In a performance-based contract, the supplier provides the Postal Service with specific benefits, such as cost reductions or revenue generation, and in return, the supplier shares in the value created. A portion of the price of the contract is linked to a series of key performance indicators that the supplier is responsible for meeting and to business benefits achieved by the Postal Service through the fulfillment of the contract. The Postal Service shares risks with suppliers in a performance-based contract and allows them to define the methods of performance, thus differing from traditional contracts.

Performance-based contracting agreements create an incentive for the supplier to control its costs. In some contract types, the Postal Service and supplier have conflicting motivations (e.g., the Postal Service wants to minimize costs, but the supplier is motivated to increase its revenue); however, performance-based contracts align the interests of both parties. Performance-based contracts tend to encourage closer relationships with suppliers. The Purchase/SCM Team specifies the outcome or result it desires and leaves it up to the supplier to decide how to best achieve the desired outcome. This can include what to do, when to do it, how to do it, where to do it, or whether to subcontract out (if restrictions do not exist).

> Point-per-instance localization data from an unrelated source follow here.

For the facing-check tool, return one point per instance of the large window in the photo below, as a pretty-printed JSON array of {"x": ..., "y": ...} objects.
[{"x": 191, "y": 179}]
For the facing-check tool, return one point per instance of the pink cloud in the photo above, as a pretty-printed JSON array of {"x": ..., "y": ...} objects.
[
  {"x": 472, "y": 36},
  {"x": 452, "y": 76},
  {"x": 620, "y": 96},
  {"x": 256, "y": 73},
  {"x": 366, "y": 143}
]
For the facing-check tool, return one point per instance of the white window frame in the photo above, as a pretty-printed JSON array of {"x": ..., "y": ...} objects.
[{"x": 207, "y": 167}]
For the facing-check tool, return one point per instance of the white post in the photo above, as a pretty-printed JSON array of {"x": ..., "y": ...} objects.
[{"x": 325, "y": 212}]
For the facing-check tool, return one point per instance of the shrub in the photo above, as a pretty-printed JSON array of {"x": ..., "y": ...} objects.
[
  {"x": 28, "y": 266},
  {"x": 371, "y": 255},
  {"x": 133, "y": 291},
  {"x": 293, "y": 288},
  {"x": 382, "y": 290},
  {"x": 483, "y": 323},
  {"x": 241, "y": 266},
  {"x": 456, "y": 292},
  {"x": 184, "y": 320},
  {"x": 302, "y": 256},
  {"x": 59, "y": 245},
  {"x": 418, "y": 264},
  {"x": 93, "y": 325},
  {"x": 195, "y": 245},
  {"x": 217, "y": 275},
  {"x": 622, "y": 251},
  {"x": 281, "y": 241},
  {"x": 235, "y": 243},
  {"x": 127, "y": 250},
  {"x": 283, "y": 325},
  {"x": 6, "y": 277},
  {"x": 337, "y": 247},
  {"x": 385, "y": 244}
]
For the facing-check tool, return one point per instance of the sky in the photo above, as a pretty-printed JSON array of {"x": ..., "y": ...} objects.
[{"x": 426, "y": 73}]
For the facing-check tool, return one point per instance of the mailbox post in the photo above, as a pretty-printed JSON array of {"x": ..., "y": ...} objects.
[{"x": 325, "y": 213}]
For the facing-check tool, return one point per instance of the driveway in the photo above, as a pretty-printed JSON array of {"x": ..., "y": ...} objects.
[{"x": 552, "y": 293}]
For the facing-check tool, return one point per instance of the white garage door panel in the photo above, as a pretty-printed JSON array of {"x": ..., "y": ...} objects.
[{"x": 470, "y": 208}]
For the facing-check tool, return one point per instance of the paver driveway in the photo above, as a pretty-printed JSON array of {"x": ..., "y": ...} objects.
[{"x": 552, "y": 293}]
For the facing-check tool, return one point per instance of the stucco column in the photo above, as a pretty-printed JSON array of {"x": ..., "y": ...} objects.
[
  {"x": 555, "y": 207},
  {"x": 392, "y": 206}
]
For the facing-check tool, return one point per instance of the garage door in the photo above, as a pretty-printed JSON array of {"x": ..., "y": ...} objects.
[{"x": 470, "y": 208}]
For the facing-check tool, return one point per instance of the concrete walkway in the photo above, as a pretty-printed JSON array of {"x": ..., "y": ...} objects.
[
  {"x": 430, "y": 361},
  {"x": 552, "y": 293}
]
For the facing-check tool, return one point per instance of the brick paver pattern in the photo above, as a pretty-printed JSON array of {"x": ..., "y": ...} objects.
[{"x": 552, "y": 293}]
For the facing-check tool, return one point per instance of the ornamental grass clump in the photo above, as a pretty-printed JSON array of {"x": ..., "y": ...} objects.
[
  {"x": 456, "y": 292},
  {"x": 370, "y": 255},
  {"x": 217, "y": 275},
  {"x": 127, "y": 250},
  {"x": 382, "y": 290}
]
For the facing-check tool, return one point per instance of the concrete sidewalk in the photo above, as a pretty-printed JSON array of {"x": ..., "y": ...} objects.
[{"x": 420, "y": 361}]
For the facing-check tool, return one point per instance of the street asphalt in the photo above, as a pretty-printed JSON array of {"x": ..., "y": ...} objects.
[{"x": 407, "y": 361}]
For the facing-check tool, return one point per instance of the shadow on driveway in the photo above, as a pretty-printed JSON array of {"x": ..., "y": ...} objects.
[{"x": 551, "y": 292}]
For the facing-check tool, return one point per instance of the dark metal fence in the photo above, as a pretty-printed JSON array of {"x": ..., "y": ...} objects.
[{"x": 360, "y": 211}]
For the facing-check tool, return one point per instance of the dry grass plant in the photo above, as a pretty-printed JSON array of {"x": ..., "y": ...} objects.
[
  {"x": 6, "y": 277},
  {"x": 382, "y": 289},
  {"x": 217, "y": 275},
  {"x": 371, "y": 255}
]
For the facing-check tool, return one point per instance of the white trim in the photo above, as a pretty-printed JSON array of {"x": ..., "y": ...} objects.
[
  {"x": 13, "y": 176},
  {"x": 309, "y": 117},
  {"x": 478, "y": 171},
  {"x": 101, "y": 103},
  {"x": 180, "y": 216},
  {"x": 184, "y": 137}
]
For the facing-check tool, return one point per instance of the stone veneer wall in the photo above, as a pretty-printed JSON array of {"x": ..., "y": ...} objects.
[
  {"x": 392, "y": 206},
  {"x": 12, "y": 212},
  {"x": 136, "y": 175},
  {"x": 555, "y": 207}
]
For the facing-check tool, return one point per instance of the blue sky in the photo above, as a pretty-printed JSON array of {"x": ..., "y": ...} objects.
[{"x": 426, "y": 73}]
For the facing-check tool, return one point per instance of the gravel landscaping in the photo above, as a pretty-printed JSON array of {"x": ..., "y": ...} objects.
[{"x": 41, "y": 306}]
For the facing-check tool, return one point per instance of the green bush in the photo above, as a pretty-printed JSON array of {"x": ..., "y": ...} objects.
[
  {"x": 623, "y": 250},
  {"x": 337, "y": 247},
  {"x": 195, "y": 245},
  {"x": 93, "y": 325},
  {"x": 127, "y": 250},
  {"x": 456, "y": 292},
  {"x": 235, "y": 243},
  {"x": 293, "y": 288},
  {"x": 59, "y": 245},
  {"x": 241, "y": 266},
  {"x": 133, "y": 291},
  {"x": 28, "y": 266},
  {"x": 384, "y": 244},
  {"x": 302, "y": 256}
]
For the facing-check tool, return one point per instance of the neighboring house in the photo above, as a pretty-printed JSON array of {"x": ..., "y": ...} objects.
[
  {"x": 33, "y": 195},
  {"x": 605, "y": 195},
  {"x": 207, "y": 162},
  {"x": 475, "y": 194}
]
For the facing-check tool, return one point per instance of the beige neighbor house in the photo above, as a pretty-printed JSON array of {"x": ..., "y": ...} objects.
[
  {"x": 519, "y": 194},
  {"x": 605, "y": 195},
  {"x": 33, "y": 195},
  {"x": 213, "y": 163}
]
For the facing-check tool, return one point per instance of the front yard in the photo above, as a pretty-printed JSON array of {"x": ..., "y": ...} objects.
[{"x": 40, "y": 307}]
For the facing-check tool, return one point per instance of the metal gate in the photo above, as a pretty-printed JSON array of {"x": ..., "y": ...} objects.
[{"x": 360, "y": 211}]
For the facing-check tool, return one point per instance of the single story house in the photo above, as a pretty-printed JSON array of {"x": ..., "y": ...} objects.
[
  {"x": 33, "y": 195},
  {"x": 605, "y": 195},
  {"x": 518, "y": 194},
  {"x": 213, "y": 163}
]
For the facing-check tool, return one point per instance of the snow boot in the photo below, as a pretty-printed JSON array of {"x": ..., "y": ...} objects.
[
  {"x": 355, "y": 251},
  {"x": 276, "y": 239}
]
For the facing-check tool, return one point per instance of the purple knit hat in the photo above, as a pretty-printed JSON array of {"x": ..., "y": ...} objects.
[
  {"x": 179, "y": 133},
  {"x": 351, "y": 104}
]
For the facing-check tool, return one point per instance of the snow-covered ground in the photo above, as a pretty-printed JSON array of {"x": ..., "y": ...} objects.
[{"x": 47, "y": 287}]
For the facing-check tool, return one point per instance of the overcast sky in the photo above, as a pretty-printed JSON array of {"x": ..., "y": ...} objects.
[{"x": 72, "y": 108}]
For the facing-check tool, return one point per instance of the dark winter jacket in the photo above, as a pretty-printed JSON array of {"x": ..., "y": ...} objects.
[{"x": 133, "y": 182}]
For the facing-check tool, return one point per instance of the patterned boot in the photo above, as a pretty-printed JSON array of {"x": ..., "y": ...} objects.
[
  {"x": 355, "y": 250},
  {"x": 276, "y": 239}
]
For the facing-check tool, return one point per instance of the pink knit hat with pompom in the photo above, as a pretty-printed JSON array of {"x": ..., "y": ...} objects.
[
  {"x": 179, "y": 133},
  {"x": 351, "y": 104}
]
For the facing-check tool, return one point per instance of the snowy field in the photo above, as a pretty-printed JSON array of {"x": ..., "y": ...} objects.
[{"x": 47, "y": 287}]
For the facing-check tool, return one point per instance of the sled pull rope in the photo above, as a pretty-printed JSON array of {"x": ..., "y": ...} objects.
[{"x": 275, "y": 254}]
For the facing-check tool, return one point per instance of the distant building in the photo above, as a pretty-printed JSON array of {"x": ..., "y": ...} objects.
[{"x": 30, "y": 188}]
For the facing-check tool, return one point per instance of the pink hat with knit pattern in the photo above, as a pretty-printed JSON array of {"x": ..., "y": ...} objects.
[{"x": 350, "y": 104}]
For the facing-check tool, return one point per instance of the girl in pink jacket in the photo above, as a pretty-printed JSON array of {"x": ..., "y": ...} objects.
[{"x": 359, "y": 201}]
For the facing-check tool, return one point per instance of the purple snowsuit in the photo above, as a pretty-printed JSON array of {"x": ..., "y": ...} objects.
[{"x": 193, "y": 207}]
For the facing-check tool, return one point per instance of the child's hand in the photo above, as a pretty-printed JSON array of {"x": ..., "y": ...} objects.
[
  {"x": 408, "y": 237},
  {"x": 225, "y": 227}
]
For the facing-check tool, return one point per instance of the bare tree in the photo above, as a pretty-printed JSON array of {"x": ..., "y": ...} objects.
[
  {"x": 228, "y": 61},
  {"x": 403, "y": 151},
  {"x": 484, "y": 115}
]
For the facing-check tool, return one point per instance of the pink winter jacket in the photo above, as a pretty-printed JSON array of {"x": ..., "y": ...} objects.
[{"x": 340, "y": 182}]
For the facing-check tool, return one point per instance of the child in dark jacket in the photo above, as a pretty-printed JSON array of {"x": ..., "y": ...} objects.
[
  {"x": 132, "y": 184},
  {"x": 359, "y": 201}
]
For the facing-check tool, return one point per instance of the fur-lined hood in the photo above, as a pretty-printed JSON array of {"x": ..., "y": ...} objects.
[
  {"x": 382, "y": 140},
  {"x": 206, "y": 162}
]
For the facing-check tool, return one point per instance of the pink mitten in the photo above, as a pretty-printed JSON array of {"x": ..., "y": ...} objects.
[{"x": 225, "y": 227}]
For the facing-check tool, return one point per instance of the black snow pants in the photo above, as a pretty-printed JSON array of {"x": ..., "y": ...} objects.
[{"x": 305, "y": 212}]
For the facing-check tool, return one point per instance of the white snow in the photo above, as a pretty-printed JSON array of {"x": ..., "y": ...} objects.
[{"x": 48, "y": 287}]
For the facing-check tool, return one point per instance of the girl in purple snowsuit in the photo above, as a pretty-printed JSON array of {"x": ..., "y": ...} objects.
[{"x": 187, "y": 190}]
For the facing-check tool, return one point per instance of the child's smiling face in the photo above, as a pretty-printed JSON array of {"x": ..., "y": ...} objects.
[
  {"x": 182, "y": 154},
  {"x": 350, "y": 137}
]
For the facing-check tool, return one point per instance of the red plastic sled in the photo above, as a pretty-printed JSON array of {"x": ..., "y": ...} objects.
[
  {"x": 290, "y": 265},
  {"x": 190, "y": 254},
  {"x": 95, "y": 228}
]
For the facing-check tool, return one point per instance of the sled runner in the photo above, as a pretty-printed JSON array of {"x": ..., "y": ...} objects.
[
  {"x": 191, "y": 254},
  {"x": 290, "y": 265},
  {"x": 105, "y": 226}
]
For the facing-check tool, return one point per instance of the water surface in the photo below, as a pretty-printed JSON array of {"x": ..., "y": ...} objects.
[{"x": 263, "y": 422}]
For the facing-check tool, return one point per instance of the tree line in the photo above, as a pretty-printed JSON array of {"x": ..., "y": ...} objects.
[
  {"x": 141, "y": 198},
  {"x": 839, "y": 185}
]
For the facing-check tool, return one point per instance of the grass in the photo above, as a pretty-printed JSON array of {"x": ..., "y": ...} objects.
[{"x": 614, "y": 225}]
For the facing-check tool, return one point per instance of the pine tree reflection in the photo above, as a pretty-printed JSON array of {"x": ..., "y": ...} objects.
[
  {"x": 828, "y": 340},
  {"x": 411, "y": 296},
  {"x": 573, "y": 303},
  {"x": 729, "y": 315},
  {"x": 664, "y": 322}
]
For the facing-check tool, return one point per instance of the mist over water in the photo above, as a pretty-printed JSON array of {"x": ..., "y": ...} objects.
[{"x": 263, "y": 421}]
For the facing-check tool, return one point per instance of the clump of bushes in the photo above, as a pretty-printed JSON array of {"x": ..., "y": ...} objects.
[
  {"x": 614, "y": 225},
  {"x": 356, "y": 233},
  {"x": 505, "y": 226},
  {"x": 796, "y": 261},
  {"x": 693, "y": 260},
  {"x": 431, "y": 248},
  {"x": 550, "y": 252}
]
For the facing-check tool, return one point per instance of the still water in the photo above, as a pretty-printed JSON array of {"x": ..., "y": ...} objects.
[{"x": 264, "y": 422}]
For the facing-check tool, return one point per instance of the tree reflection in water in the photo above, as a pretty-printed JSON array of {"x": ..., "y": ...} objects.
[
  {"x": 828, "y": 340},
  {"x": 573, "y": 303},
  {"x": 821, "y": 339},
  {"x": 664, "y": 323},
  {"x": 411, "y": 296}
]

Appropriate Circumstances for Use of Performance-Based Contracts

Performance-based contracts should be implemented for projects with outcomes that can be measured objectively (e.g., grounds maintenance, security, computer maintenance, network operations). Performance-based contracts can be used for any contract, including small-dollar-value contracts, but are generally most appropriate when:

Projects are large, have new technology, or have high risks

Existing contracts can be converted to define as much of the requirements in performance-based terms as possible

Large umbrella contracts are experiencing cost overruns or performance problems

Contract is awarded competitively for task order contracts

Benefits contributed by suppliers can be quantified

Project implementation and production time need to be reduced

Postal Service suppliers that are strategic or key should be considered for performance-based contracting. Performance-based contracting allows for the resolution of payment or other issues more quickly and efficiently because of the nature of the shared-risk relationship. In a performance-based contract, the Postal Service must be committed to supplier support because it may have to address issues outside the contract that limit supplier success on the current project.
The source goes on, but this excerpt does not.